2024-07-30 03:57社会

「景品目当て」で優勝、転機=フェンシング・江村選手〔五輪〕

女子サーブル個人3回戦で韓国の崔世彬選手(左)と対戦する江村美咲選手=29日、パリ(ロイター時事)
女子サーブル個人3回戦で韓国の崔世彬選手(左)と対戦する江村美咲選手=29日、パリ(ロイター時事)

 五輪フェンシング女子サーブル個人の江村美咲選手(25)=立飛ホールディングス=は2大会連続出場。メダルに届かなかった東京五輪の悔しさをばねに、初の表彰台を目指した。
 大分県出身。フェンシングでソウル五輪に出場経験がある父宏二さんの影響で、小学3年の時に剣を握った。宏二さんによると、運動会や公園のうんていで遊ぶのが好きな少女だったが、「走るのは速くない。運動能力は普通だった」という。
 当初は同世代の選手にかなわなかった。「勝てないと面白くない」と漏らすような状況が続いたが、小学校卒業直後に転機が訪れた。
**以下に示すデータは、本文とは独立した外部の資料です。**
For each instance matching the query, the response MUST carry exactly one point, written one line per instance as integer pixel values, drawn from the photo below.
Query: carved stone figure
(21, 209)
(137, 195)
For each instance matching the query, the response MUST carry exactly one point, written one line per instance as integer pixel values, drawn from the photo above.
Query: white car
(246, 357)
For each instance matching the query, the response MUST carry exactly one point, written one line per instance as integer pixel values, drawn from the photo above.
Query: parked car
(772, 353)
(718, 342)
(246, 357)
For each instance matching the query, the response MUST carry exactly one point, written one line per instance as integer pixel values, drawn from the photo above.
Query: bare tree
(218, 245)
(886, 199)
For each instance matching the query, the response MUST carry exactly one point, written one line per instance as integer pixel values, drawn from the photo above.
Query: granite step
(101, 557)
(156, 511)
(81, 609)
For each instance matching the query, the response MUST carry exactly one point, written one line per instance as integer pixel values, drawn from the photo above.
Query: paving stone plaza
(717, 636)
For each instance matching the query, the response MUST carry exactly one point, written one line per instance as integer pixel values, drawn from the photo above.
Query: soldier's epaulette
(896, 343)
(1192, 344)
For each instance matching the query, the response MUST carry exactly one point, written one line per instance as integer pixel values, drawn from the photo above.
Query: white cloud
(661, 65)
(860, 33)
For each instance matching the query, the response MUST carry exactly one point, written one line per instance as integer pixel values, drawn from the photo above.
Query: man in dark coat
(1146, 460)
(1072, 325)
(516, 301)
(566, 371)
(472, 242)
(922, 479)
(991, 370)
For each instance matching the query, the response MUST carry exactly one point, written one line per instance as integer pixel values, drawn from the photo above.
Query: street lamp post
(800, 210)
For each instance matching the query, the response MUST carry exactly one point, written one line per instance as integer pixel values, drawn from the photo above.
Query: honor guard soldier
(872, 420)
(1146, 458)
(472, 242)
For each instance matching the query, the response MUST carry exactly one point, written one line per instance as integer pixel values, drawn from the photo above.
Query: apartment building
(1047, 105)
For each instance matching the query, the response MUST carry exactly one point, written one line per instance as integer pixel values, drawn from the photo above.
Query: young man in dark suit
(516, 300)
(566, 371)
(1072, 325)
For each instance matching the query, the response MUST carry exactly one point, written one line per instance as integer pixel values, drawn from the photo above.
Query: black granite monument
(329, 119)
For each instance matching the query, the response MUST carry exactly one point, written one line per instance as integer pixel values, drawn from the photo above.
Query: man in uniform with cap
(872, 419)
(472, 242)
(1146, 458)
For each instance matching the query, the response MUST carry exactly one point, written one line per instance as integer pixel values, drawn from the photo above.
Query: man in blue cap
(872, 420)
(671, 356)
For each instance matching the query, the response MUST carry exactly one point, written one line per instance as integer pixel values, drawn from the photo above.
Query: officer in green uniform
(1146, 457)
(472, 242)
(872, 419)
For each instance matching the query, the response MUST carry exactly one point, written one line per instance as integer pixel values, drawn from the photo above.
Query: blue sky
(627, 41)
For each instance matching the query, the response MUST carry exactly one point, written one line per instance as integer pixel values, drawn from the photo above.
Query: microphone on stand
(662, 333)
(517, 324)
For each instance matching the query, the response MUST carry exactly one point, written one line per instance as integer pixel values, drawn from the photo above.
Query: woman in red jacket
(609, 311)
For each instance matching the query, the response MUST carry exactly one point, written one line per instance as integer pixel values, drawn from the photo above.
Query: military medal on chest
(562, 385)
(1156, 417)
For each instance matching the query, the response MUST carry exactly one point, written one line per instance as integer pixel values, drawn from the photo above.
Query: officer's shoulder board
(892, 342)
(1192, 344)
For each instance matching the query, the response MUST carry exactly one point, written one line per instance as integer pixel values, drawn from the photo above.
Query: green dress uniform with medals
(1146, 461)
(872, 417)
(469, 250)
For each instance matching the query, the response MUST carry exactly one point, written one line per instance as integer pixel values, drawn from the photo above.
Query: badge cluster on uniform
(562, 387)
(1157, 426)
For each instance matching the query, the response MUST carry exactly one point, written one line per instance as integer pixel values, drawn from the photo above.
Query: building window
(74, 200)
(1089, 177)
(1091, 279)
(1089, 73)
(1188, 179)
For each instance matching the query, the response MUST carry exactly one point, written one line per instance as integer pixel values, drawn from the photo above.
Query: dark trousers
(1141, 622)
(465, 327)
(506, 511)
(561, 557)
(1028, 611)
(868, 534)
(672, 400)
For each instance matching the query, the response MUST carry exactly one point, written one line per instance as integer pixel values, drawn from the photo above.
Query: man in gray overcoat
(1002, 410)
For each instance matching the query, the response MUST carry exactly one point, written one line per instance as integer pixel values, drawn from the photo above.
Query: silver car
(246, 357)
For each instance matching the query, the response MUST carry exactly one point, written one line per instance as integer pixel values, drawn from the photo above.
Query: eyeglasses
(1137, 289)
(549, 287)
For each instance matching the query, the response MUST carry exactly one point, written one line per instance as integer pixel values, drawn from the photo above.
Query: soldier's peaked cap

景品のパズル欲しさに出場したサーブルの大会で、見事優勝。江村選手はこの優勝を機に、「突き」に「斬る」を加えたサーブルが大好きになった。
 だが、順風ではなかった。中学1年の時、けがなどで挫折しかけ、母に「フェンシングをやめたい」と相談。母は「将来、同世代のライバルたちがオリンピックでメダルを取ってる姿を見ても大丈夫ならやめていいよ」と応じた。「嫌だ」。答えが出た。
 母とのやりとりで迷いが吹っ切れたのか、その後の江村選手は練習にも力が入るようになり、数々の国際大会で成績を残した。
 宏二さんは夫婦で江村選手について、「童謡『ウサギとカメ』のカメタイプだね」と話し合ったことがある。無理に教え込まず、「好きにやりなさい」という姿勢で見守り続けたという。